I’m hoping that the community will not let this topic die so easily :wink: . But seriously, I know it’s only been a couple of days but I already expected more traction on this topic since it’s an issue that any company quickly faces as soon as they have more than a couple robots in the fields at different customers.

1 Like

By loading the yaml file in sequence would already perform the parameter override as mentioned above. The way to get the destination of the config file could be relative to a ROS package (get_package_share_directory) from ament index cpp/python, or it could be a predefined location where the configurations are stored.

Whether each robot instance only has its own set of parameters or has access to the parameters of all the other robot instances, a predefined location or ROS package would serve its purpose very well IMHO.

The rosparam loads as @peci1 uses and the ros2 equivalent by @johnjamesmiller works, but I’d miss the flexibility of YTT data/values.

For example I can set a given joint max velocity, and it will change this parameter for multiple nodes with different parameter names (e.g. MoveIt). I can also calculate some parameters with others (e.g. my max linear velocity given my max wheel velocity).

This increase maintainability. But maybe this is a bit off-topic?

I advise against using ansible for configuration management. Ansible is push-based, meaning all your robots need to be online in the moment you run the playbook. In practice, that is almost never the case once your fleet has grown past, say, 10 units. So then you spend a lot of time tracking down the ones you missed (not too much fun when you have 100+ robots).
The better approach is pull-based. That’s what we did in the Transitive capability and its also the model Puppet uses. It’s declarative rather than procedural: you just specify the “should be” state and the agent running on the robot will check that and “make it so” (to quote Picard). This way, you can edit config whenever and even robots that are offline will get it when they wake up.

5 Likes

Ansible can be pull based as well.
Generally speaking, its a nicer language than puppet.

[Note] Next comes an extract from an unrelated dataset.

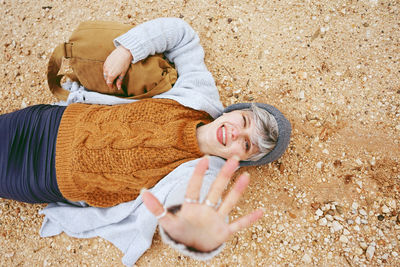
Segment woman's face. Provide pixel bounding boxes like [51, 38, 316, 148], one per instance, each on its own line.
[197, 110, 260, 160]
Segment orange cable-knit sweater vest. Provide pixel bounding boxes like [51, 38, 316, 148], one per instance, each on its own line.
[55, 99, 212, 207]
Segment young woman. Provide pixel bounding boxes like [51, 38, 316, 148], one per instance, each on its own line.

Thank you to @Hugal31, @tnajjar, @chfritz, and anyone I missed for laying out requirements!

Summarizing requirements

  1. Low maintenance - Configs that apply to one or many robots should be changed once. Configs used in multiple places (joint max velocity applying to multiple joints) can be changed in one place, Configs can be calculated from other configs (max linear velocity given max wheel velocity)
  2. Get the correct config for Hardware X, Customer Y, instance Z
  3. Easily deploy changes to configs to all your robots. Not impacted by robots being offline. Requires either pull from robot or push with smart automatic retry.
  4. Sync config changes to your main code releases

Adding a few requirements of my own

  1. Versioned and traceable - Know what config was on what robot when
  2. Robust - auto rollback config and code if one fails.
  3. Scalable - deployment times from 1 robot to X robots does not increase linearly
  4. Testable - If it deploys in dev and test I know it will pass in production

What other requirements would you add?

4 Likes

What would people think about keeping the configs closer to the code during deployment?

Assuming you deploy using docker I am imagining a process that for each robot would generate a unique docker file and push a unique image.

The docker file would be pretty straight forward

from myapp:1.0
COPY model_specific_configs/{$model}.yaml /etc/opt/myapp/model_specific_config.yaml
COPY customer_specific_configs/{$customer}.yaml /etc/opt/myapp/customer_specific_config.yaml
COPY robot_specific_configs/{$target_hostname}.yaml /etc/opt/myapp/robot_specific_config.yaml

On the robot side - assuming you have some job or script to pull and apply latest images:

docker pull myapp:1.0

would turn into

docker pull myapp:1.0-${hostname}

Other management tools that deploy docker today could insert the target hostname

Some challenges that come to mind:

  • pushing a bunch of big images - With the way I understand docker layers to work I believe you would actually just be pushing the config layers.
  • number of tags - As of 2015 there was not documented limit to number of tags - just some things that time out in docker and Hub UI when they try to pull all tags for an image and you have >100 tags. I wonder if this is still an issue 9 years later?